Pas d'allusion au tiroir-caisse du programmePour le MR, si ce programme ne fait aucune allusion aux finances de la Communauté, c'est peut-être parce que la situation est encore plus sombre que les centaines de millions d'euros qui manqueraient aujourd'hui aux caisses communautaires. La bonne gouvernance voudrait que le gouvernement s'explique à ce sujet et dise si un ajustement budgétaire est déjà prévu, a dit en substance la chef de file.
Selon elle, la répartition des compétences gouvernementales a permis au PS de se débarrasser des plus explosives, alors que le cdH s'est chargé des plus périlleuses et Ecolo de compétences n'ayant aucun lien entre elles.

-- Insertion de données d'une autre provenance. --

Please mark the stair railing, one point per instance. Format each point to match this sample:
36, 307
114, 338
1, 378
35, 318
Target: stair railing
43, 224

CritiquesMme Bertieaux s'est par ailleurs livrée à une revue critique, mais parfois positive, des différents chapitres de la déclaration, en s'inquiétant du sort de Bruxelles dans un système de synergies qu'elle ne récuse pas mais qu'elle pressent particulièrement orientées vers la Région wallonne.
En matière d'enseignement, la chef de file réformatrice a admis des convergences -ou des emprunts de la majorité- par rapport au programme MR: remédiation immédiate, consolidation du tronc commun de connaissances, apprentissage des langues, encadrement différencié, etc.
Pas d'enseignement à la carteMais elle ne veut pas de "bassins de vie" scolaires qui conduisent à la carte scolaire à la française et reste inquiète par rapport aux suites que réserve le gouvernement au décret "Mixité" et à la "page blanche" qu'il a promise.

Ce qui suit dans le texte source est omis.